North American markets may open flat Thursday as investors await a report on the U.S. index of leading indicators and mull over the seesawing price of crude oil.
The U.S. Conference Board is due to release its index of leading indicators for August at 10:00. Economists look for the leaders to slip by a further 0.3% in August.
Meanwhile, U.S. initial jobless claims climbed to a three-week high last week, reflecting the continuing toll of hurricanes that struck Florida.
The Labor Department said initial jobless claims rose by 14,000 to a seasonally adjusted 350,000 in the week that ended Sept. 18. That marked the highest level since the week of Aug. 28. The four-week average rose slightly to 341,000. Economists had called for a gain of just 7,000 claims.
Crude-oil prices eased early Thursday, falling 13¢to US$48.22, after soaring $1.59 to US$48.35 a barrel on Wednesday.
There are no major economic releases from Statistics Canada today.
Shares in Hong Kong closed almost flat overnight.
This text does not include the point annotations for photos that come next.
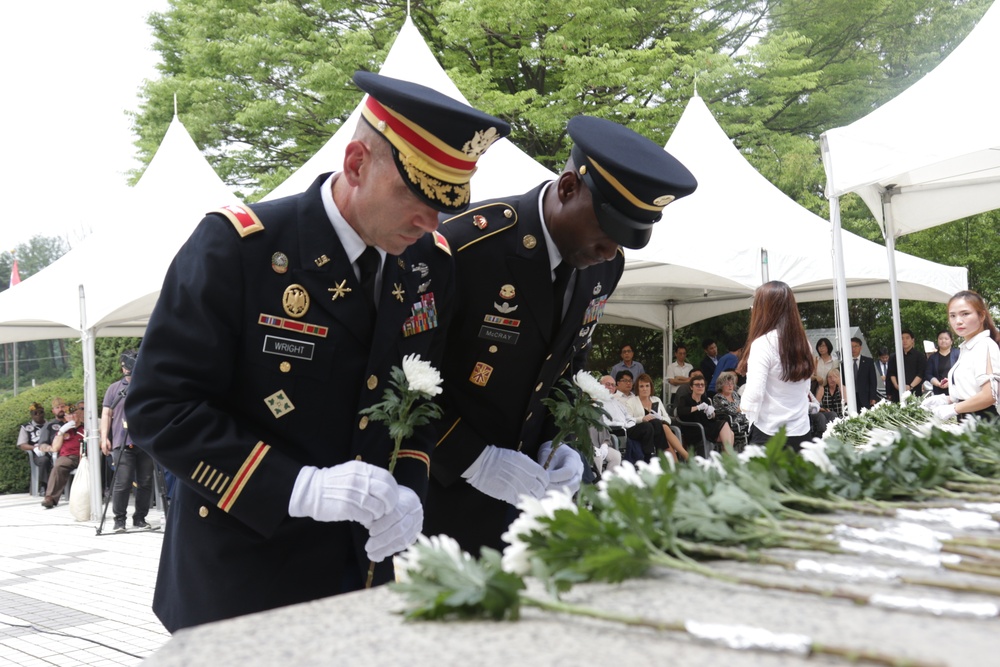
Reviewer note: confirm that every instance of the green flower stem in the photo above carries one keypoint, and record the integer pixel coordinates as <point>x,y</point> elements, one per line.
<point>939,492</point>
<point>733,553</point>
<point>849,654</point>
<point>790,497</point>
<point>952,585</point>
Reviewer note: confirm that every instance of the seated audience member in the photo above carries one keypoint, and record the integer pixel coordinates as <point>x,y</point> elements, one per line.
<point>678,373</point>
<point>66,447</point>
<point>696,408</point>
<point>663,437</point>
<point>824,360</point>
<point>939,363</point>
<point>833,399</point>
<point>685,389</point>
<point>628,363</point>
<point>727,404</point>
<point>641,430</point>
<point>31,438</point>
<point>727,362</point>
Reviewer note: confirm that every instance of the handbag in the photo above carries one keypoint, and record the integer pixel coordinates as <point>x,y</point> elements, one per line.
<point>79,493</point>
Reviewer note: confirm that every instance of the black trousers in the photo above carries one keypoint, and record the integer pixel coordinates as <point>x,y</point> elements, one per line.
<point>136,465</point>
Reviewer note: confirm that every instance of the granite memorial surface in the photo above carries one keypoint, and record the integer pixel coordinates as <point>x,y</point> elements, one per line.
<point>956,624</point>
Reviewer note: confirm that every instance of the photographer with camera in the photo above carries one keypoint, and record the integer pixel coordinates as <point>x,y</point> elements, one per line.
<point>130,462</point>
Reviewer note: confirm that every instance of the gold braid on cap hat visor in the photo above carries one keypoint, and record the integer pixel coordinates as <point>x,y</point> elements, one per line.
<point>424,150</point>
<point>434,189</point>
<point>622,190</point>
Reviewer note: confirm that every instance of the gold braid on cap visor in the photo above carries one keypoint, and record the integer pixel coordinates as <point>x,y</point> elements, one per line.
<point>622,190</point>
<point>437,168</point>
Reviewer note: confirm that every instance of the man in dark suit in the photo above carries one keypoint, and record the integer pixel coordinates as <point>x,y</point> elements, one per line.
<point>534,274</point>
<point>865,379</point>
<point>274,328</point>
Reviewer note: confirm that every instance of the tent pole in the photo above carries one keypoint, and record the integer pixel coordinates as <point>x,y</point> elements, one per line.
<point>889,232</point>
<point>90,418</point>
<point>842,313</point>
<point>668,349</point>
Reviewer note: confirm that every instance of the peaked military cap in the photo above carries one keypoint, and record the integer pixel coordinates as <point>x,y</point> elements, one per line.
<point>629,177</point>
<point>435,139</point>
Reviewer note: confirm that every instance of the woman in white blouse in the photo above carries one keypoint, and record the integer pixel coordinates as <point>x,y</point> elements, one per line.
<point>970,381</point>
<point>778,364</point>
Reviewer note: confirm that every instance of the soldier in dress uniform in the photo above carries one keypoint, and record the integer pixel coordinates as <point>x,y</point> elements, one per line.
<point>275,326</point>
<point>534,274</point>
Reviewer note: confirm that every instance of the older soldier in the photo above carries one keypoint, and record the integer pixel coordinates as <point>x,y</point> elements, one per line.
<point>534,274</point>
<point>275,326</point>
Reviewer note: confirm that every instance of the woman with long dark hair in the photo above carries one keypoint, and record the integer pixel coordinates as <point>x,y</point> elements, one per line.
<point>971,381</point>
<point>778,364</point>
<point>939,363</point>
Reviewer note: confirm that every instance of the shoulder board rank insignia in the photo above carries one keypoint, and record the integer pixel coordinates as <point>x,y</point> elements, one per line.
<point>244,220</point>
<point>441,242</point>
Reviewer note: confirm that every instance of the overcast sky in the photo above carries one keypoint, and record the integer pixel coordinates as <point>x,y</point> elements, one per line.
<point>69,69</point>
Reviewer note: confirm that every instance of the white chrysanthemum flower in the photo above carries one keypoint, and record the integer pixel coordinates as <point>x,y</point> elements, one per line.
<point>421,375</point>
<point>590,386</point>
<point>815,453</point>
<point>517,554</point>
<point>713,462</point>
<point>751,452</point>
<point>882,437</point>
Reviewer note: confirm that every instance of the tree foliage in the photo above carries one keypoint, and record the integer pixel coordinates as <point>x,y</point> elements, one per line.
<point>262,84</point>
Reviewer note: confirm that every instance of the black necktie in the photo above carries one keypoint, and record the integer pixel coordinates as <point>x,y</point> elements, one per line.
<point>368,265</point>
<point>563,274</point>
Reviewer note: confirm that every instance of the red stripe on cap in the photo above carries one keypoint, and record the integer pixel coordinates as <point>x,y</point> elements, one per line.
<point>415,140</point>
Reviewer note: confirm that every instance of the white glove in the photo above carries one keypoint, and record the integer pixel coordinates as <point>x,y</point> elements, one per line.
<point>398,529</point>
<point>352,491</point>
<point>944,412</point>
<point>565,469</point>
<point>507,475</point>
<point>931,402</point>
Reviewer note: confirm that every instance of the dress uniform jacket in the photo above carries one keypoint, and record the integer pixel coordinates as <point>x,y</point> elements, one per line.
<point>503,357</point>
<point>258,357</point>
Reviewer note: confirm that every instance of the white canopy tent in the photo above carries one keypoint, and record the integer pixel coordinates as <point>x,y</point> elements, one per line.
<point>928,156</point>
<point>737,231</point>
<point>117,271</point>
<point>503,170</point>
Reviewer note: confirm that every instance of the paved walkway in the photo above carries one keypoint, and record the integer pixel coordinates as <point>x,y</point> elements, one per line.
<point>70,597</point>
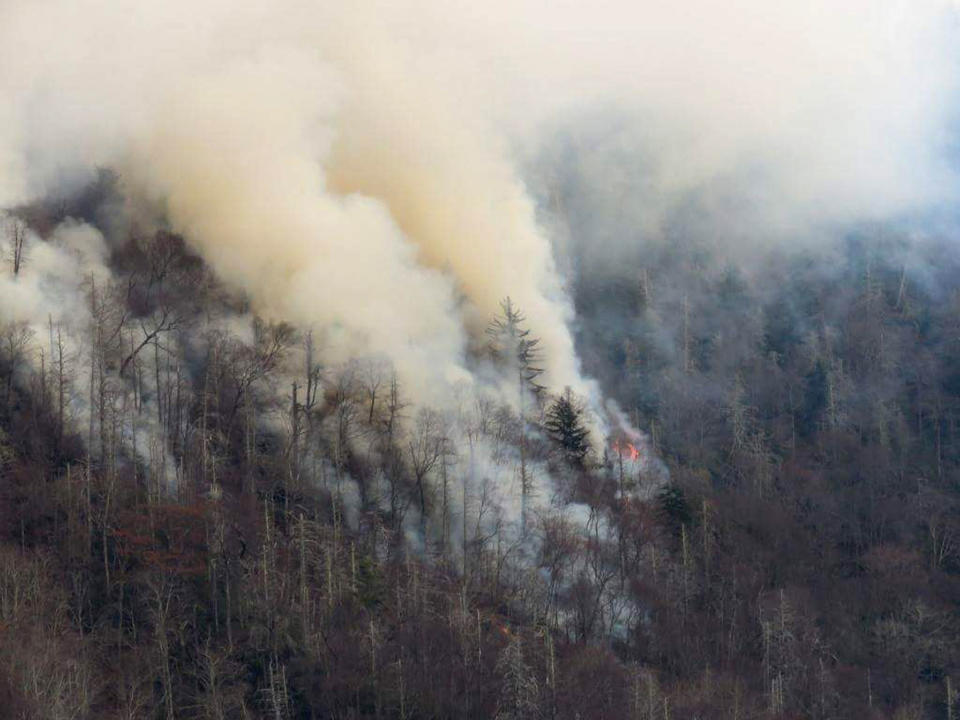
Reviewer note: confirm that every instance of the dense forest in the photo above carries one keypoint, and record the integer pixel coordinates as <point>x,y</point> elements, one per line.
<point>200,519</point>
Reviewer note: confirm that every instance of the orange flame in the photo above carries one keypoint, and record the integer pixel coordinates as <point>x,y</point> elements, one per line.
<point>626,450</point>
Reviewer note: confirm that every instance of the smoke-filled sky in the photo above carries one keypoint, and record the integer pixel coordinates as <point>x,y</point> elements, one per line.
<point>365,167</point>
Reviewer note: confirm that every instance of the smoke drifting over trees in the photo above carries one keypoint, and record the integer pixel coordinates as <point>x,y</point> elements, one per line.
<point>465,360</point>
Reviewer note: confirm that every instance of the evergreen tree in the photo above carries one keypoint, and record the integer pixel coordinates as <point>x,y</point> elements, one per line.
<point>511,344</point>
<point>564,425</point>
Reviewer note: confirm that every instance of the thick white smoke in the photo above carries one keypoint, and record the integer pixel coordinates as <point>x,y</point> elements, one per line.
<point>354,166</point>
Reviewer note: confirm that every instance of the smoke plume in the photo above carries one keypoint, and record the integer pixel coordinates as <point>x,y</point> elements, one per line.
<point>369,168</point>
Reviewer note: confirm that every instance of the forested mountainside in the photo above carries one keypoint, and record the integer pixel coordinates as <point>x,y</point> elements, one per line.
<point>200,520</point>
<point>458,360</point>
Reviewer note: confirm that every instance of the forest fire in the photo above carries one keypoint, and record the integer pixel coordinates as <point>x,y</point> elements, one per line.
<point>625,449</point>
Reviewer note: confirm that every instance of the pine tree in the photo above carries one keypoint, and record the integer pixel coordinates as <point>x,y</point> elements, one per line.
<point>510,343</point>
<point>564,424</point>
<point>519,696</point>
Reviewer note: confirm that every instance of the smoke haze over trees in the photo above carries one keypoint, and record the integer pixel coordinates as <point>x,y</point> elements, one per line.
<point>458,360</point>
The Hang Seng rose 8.2 points or 0.06% to 13,280.43.
Tokyo markets were closed for a national holiday and will reopen Friday.
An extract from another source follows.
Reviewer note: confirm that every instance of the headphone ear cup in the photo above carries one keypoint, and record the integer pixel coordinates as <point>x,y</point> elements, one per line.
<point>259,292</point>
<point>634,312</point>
Another spike in oil prices Wednesday combined with questions about home finance giant Fannie Mae’s accounting sent investors on Wall Street scrambling, while traders on Bay Street were spooked by lower gold prices and a downgrade of Cisco Systems.
Toronto’s S&P/TSX composite closed down 56.84 points or 0.66% to 8,586.09, while the junior S&P/TSX Venture exchange was up 8.45 or 0.55% to 1,538.57.
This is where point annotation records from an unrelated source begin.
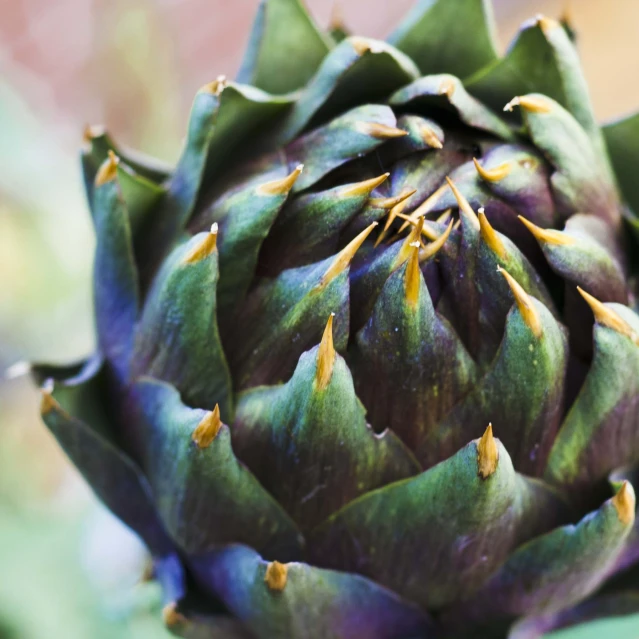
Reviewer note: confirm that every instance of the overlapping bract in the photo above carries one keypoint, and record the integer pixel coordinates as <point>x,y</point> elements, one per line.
<point>305,328</point>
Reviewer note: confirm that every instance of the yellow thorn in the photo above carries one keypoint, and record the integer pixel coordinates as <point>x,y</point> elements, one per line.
<point>365,187</point>
<point>283,186</point>
<point>216,87</point>
<point>390,202</point>
<point>47,401</point>
<point>426,206</point>
<point>524,303</point>
<point>493,175</point>
<point>406,248</point>
<point>532,104</point>
<point>325,357</point>
<point>429,137</point>
<point>607,317</point>
<point>547,236</point>
<point>108,170</point>
<point>444,217</point>
<point>380,131</point>
<point>204,248</point>
<point>171,616</point>
<point>206,431</point>
<point>92,131</point>
<point>413,276</point>
<point>344,257</point>
<point>430,250</point>
<point>447,87</point>
<point>275,576</point>
<point>392,214</point>
<point>336,21</point>
<point>546,24</point>
<point>361,45</point>
<point>465,209</point>
<point>490,237</point>
<point>487,454</point>
<point>624,503</point>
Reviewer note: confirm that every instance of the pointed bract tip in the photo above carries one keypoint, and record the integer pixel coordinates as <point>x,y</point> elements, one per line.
<point>344,257</point>
<point>283,186</point>
<point>216,87</point>
<point>493,175</point>
<point>624,503</point>
<point>447,87</point>
<point>325,357</point>
<point>92,131</point>
<point>546,24</point>
<point>490,236</point>
<point>108,170</point>
<point>532,104</point>
<point>392,215</point>
<point>433,248</point>
<point>427,205</point>
<point>47,401</point>
<point>336,20</point>
<point>607,317</point>
<point>430,137</point>
<point>361,45</point>
<point>206,431</point>
<point>487,454</point>
<point>380,131</point>
<point>205,248</point>
<point>525,304</point>
<point>365,187</point>
<point>412,276</point>
<point>171,616</point>
<point>465,209</point>
<point>547,236</point>
<point>390,202</point>
<point>276,575</point>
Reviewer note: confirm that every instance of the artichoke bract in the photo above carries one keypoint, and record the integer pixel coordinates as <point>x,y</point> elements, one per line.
<point>368,364</point>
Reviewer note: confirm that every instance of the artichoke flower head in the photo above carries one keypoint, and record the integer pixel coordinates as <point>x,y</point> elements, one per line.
<point>368,364</point>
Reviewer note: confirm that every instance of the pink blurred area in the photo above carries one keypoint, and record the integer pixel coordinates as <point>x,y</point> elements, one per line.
<point>134,64</point>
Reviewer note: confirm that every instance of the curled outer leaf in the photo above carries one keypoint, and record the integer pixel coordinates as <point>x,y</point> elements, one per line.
<point>115,274</point>
<point>457,522</point>
<point>74,409</point>
<point>446,91</point>
<point>285,47</point>
<point>346,137</point>
<point>544,57</point>
<point>223,114</point>
<point>358,70</point>
<point>177,339</point>
<point>441,36</point>
<point>557,570</point>
<point>581,183</point>
<point>600,431</point>
<point>204,495</point>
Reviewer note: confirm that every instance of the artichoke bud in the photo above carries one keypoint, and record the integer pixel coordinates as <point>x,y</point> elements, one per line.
<point>476,489</point>
<point>310,226</point>
<point>303,328</point>
<point>177,338</point>
<point>580,182</point>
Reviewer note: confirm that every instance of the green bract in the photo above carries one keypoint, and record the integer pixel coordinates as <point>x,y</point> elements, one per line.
<point>308,330</point>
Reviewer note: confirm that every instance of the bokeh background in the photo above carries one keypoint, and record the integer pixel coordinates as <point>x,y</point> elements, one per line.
<point>67,569</point>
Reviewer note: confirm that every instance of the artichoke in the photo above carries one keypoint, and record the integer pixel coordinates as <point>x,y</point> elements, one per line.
<point>308,329</point>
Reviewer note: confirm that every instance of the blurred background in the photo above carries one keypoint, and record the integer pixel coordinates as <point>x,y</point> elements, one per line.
<point>67,569</point>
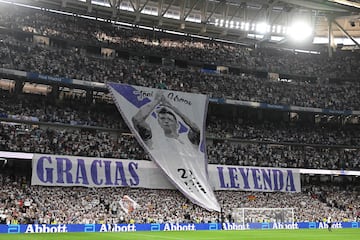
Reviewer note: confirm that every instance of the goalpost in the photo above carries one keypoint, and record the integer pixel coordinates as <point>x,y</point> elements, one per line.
<point>259,215</point>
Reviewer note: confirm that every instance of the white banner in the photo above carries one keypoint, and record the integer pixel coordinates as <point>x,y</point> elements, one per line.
<point>170,126</point>
<point>54,170</point>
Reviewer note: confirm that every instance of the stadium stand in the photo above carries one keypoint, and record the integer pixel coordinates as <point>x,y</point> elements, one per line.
<point>74,125</point>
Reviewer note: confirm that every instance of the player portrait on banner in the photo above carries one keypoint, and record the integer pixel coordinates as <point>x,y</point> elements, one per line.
<point>170,126</point>
<point>168,117</point>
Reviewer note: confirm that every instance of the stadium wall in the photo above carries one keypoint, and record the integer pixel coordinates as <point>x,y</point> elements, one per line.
<point>54,228</point>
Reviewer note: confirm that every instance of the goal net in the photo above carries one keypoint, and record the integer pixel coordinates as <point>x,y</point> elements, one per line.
<point>259,215</point>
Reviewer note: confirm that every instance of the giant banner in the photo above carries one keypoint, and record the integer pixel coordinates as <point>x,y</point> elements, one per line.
<point>170,127</point>
<point>56,170</point>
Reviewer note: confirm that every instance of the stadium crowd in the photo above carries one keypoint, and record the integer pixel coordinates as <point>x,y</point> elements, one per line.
<point>76,128</point>
<point>73,61</point>
<point>99,131</point>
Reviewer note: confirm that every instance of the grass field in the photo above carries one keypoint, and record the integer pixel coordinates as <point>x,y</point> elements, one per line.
<point>304,234</point>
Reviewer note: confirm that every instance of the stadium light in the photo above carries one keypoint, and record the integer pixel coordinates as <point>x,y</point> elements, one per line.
<point>299,31</point>
<point>262,27</point>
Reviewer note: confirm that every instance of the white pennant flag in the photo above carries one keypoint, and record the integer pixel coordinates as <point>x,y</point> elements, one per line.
<point>170,126</point>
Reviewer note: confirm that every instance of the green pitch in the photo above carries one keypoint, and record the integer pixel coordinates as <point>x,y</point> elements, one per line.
<point>306,234</point>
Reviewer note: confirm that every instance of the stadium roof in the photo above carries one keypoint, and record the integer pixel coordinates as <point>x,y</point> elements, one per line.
<point>243,21</point>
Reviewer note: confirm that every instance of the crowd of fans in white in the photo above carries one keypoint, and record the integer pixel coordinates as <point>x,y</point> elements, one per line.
<point>228,142</point>
<point>260,145</point>
<point>73,62</point>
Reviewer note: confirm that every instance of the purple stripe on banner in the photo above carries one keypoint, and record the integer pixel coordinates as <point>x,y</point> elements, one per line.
<point>128,92</point>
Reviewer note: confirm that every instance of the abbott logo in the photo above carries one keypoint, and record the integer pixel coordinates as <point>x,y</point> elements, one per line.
<point>13,228</point>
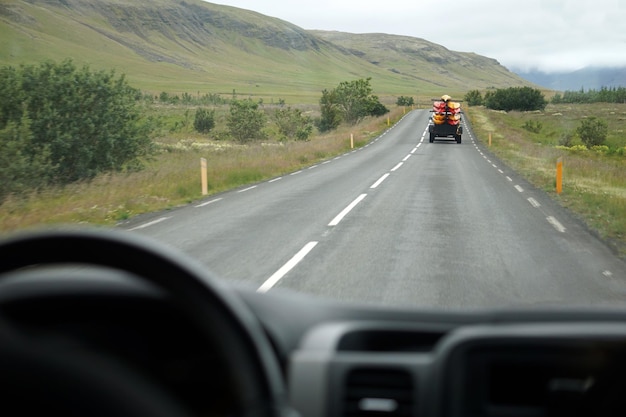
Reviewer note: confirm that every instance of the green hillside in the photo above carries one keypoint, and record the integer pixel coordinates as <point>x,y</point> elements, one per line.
<point>194,46</point>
In New York, prices were down sharply early in the day and stayed down: the Dow Jones industrial was off 135.74 points or 1.33% to 10,109.18; the tech-heavy Nasdaq composite index tumbled 35.47 points or 1.85% to 1,885.71 and the S&P 500 slid 15.74 points or 1.39% to 1,113.56.
The Canadian dollar, meanwhile, jumped 0.15 a cent to end the day at US77.89¢. The loonie briefly crossed the US78¢ level for the first time since mid-January as traders bet that Canadian interest rates would continue to rise and remain higher than U.S. rates.
In New York, shares of Fannie Mae, the No. 1 U.S. mortgage finance company, fell $4.96, or 6.5% percent, to US$70.69 after its board said a U.S. government review charged it with using “cookie jar” accounting to smooth earnings. The review also called into doubt past financial results.